Let's try WCSession.transferUserInfo() as the transfer mechanism. The flow on the Watch is roughly:
  • CMSensorRecorder starts recording as before
  • An independent dequeue enable switch will start a timer loop on Watch
  • When the timer fires it will look for and enqueue any new batches of sensor data from the recorder
This works pretty well. Sensor data is recorded, a polling loop is fetching data from the recorder and queueing the data for send to the iPhone.

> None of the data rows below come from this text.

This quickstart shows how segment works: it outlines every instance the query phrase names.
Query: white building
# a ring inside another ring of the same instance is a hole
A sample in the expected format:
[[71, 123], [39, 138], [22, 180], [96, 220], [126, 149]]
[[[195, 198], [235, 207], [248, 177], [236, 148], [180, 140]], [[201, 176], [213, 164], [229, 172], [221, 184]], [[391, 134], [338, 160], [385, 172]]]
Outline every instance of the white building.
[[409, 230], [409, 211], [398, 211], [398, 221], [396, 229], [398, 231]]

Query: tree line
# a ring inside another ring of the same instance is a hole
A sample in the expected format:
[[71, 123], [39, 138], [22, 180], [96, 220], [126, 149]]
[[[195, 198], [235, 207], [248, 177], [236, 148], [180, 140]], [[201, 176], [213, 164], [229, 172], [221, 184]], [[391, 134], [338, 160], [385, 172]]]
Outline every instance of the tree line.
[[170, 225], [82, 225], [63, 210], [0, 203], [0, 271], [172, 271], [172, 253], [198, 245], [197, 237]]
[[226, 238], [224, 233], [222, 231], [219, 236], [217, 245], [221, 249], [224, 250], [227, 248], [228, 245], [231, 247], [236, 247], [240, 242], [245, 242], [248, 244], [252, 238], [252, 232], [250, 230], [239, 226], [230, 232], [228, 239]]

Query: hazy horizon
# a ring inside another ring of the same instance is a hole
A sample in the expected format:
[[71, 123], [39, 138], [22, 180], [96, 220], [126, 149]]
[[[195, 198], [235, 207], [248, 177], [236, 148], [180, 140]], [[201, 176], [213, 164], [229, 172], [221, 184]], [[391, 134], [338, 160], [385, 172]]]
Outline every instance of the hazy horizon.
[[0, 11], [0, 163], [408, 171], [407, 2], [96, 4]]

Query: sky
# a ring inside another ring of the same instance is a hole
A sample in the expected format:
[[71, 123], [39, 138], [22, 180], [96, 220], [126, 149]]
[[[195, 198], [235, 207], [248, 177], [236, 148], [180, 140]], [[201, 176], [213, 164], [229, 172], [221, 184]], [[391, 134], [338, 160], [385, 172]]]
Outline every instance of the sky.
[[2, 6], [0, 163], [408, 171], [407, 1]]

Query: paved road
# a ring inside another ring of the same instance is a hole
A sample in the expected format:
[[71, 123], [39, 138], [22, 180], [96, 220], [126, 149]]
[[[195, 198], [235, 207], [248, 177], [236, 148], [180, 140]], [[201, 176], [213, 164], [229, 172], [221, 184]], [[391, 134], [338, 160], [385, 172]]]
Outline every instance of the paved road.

Then, when the iPhone is reachable, the data gets sent and handled by the phone app.

Code is here.  Some screen shot examples are here:




The astute reader will notice the difference between batchNum and lastBatch above (835 vs 836). batchNum is the next batch we are looking for and lastBatch is the last batch handled.  I think this is a problem in the api -- basically my code needs to know that batch numbers monotonically increase so it can inclusively search for the next batch after what has been handled.  This seems to be a bit too much knowledge to expose to the user.  I suggest that the call to CMSensorRecorder.accelerometerDataSince(batchNum) should be exclusive of the batch number provided.  Or, add an optional parameter (inclusive, exclusive) to keep the API more or less compatible.

Next up:
  • Getting on beta5 s/w stack (Xcode, iOS9, WatchOS2)
  • Going back to attempt native object transfer from Watch to iPhone
  • Moving the iPhone data receiver to a first class background thread
  • Adding the AWS Cognito and Kinesis support for receiving sensor data

Saturday, August 1, 2015

Relabelling cans: an afternoon at SF/Marin Food Bank

Family is back in town and we found ourselves at the SF/Marin Food Bank today.  This session turned into quite an assembly line.  Our shift wound up re-labelling and packaging 17,000 cans of Chicken Broth:


Was a nice afternoon, and we can skip the YMCA for today.